TES principal reflects on community effort for playground
Pre-K through second grade students at Tharptown Elementary School enjoy their new playground “every day, all day long” and Principal Ann Scott said it took the generosity and hard work of several community members to make it happen.
“We have to have a certain type of playground to be in compliance with the OSR Pre-K program,” Scott explained. A grant helped make the new $30,000 playground possible, but “our grant only
paid for the playground equipment” – not the site prep, or the required shade structure, or any other extras.
That’s where the community came in – like Chris Wallace, who donated time, materials, equipment and his experience in construction to help make the playground a reality.
“Our Pre-K teacher at the time, Monica Elliott, contacted Chris,” Scott said. “He spent his own time and used his own equipment to grade the area for the playground … He didn’t get paid anything. His was all volunteer work. The materials he used for the shade structure, he donated himself.”
Wallace, who is a Franklin County Commissioner and self-employed business owner in construction, helped to lay out and mark of the playground, grade it and build/install the required shade structure for sun protection.

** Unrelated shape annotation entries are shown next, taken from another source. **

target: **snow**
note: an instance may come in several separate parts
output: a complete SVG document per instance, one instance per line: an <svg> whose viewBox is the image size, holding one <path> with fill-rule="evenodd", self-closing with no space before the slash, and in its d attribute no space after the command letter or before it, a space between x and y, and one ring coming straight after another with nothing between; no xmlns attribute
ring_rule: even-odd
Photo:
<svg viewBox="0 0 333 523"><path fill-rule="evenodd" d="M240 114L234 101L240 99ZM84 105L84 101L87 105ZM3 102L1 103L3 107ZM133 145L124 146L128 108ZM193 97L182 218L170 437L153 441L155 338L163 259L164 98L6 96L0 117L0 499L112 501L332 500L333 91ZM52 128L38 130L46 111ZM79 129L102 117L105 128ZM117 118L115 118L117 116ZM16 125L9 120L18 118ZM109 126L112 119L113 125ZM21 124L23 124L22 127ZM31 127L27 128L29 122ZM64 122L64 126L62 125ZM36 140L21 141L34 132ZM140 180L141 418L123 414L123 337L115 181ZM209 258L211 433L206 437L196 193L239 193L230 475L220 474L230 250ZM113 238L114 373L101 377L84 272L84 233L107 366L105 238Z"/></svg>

Scott said the men of Tharptown Baptist Church were also instrumental – spreading gravel donated by school board member Ralton Baker and poured a concrete roadway for students to ride tricycles on, with concrete they donated. They also assisted Todd Elliott, school custodian, who worked diligently to lay sod in the playground area.
“It was a huge community effort,” Scott said. “I can’t think the gentlemen from the Tharptown Baptist Church and Chris enough for what they did. They worked many hours out there.”
The swing set and slide/climbing equipment are encircled by a fence for safety. A designated walkway ensures safe passage from the school building to the playground, and the equipment is enjoyed by TES’ four kindergarten, three first and three second grade classes, in addition to 18 Pre-K children.
All that remains, Scott said, is painting the shade structure and putting in a storage building, which is being donated by Tharptown Baptist Church.